To be honest, I didn't really understand :(.

Why do I need to specify the loader every time I use the method?

type (
	LoaderFunc[K comparable, V any]     func(ctx context.Context, key K) (V, error)
	BulkLoaderFunc[K comparable, V any] func(ctx context.Context, keys []K) (map[K]V, error)
)

type Cache[K comparable, V any] interface {
	Has(key K) bool
	Get(key K) (V, bool)
	BulkGet(keys []K) (map[K]V, bool)
	// We are trying to use the loader passed when creating the cache instance,
	// if nothing was passed to Load.
	// But what if the loader has not been passed anywhere?
	Load(ctx context.Context, key K, loader ...LoaderFunc[K, V]) (V, error)
	BulkLoad(ctx context.Context, keys []K, bulkLoader ...BulkLoaderFunc[K, V]) (map[K]V, error)
}

Or we can even use a more canonical `Option'. Unfortunately, this is one allocation per request.

Load(ctx context.Context, key K, opts ...LoadOption[K, V]) (V, error)
BulkLoad(ctx context.Context, keys []K, opts ...LoadOption[K, V]) (map[K]V, error)

But what to do with the methods in the Extension is not very clear. It seems they don't need to have a Load version. And we can leave everything as it is.

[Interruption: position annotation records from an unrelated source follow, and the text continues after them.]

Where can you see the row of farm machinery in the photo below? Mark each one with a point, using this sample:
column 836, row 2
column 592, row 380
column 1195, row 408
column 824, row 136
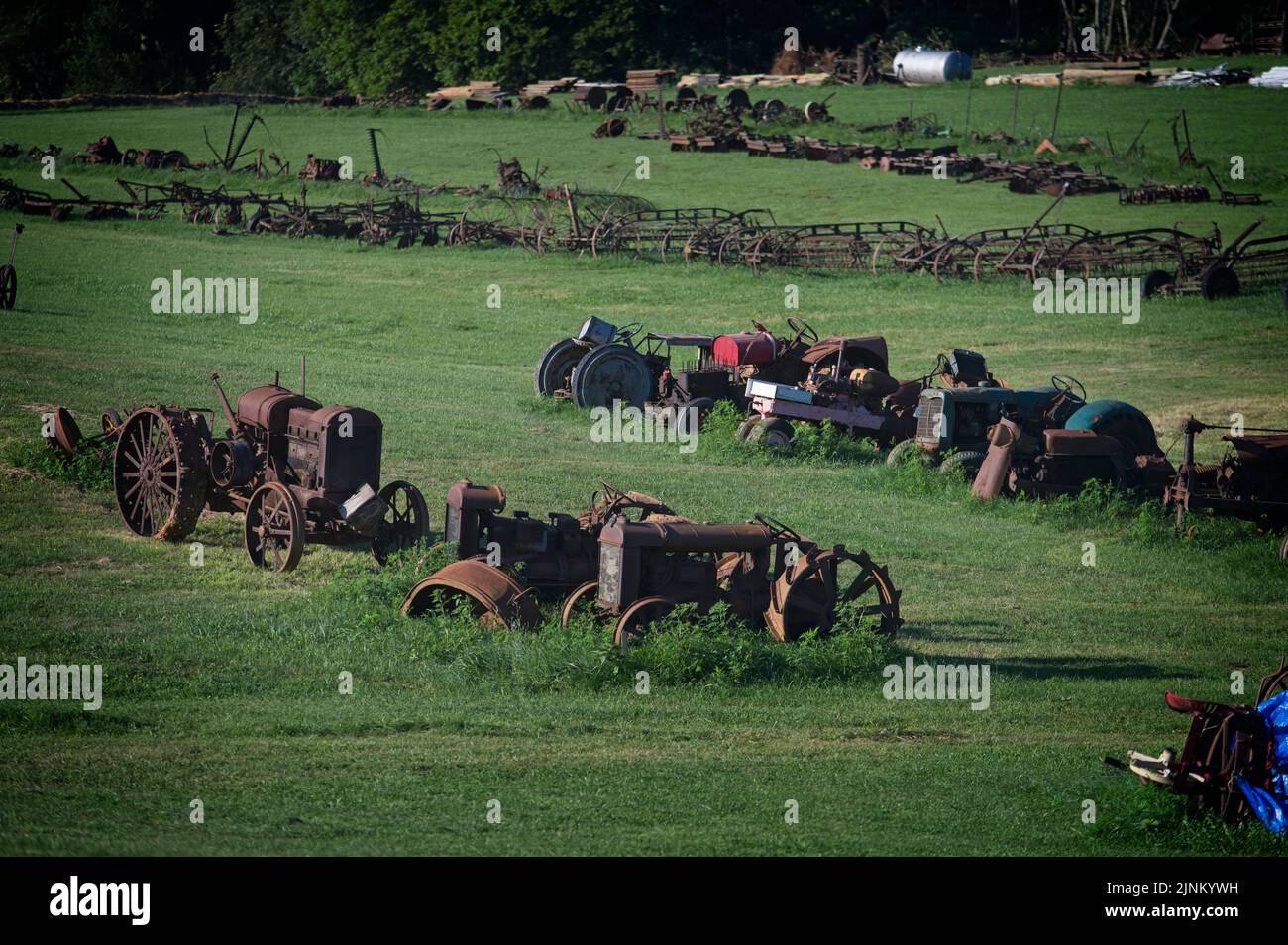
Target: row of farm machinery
column 1168, row 261
column 300, row 472
column 1043, row 441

It is also interesting what needs to be done to allow the use of explicit ttl. We can hide this in the Extension, the problem is that when creating a cache, we need to know that a individual ttl will be used for each entry. Of course, we can ask to specify ExpireAfter*Func, but this is not intuitive at all.

@proost for me, the methods in Extension allow bypassing the standard cache API (getting a full entry, getting data without updating statistics and eviction policy, explicitly passing ttl).

For the user, Load only automatically downloads data from an external source if nothing is found.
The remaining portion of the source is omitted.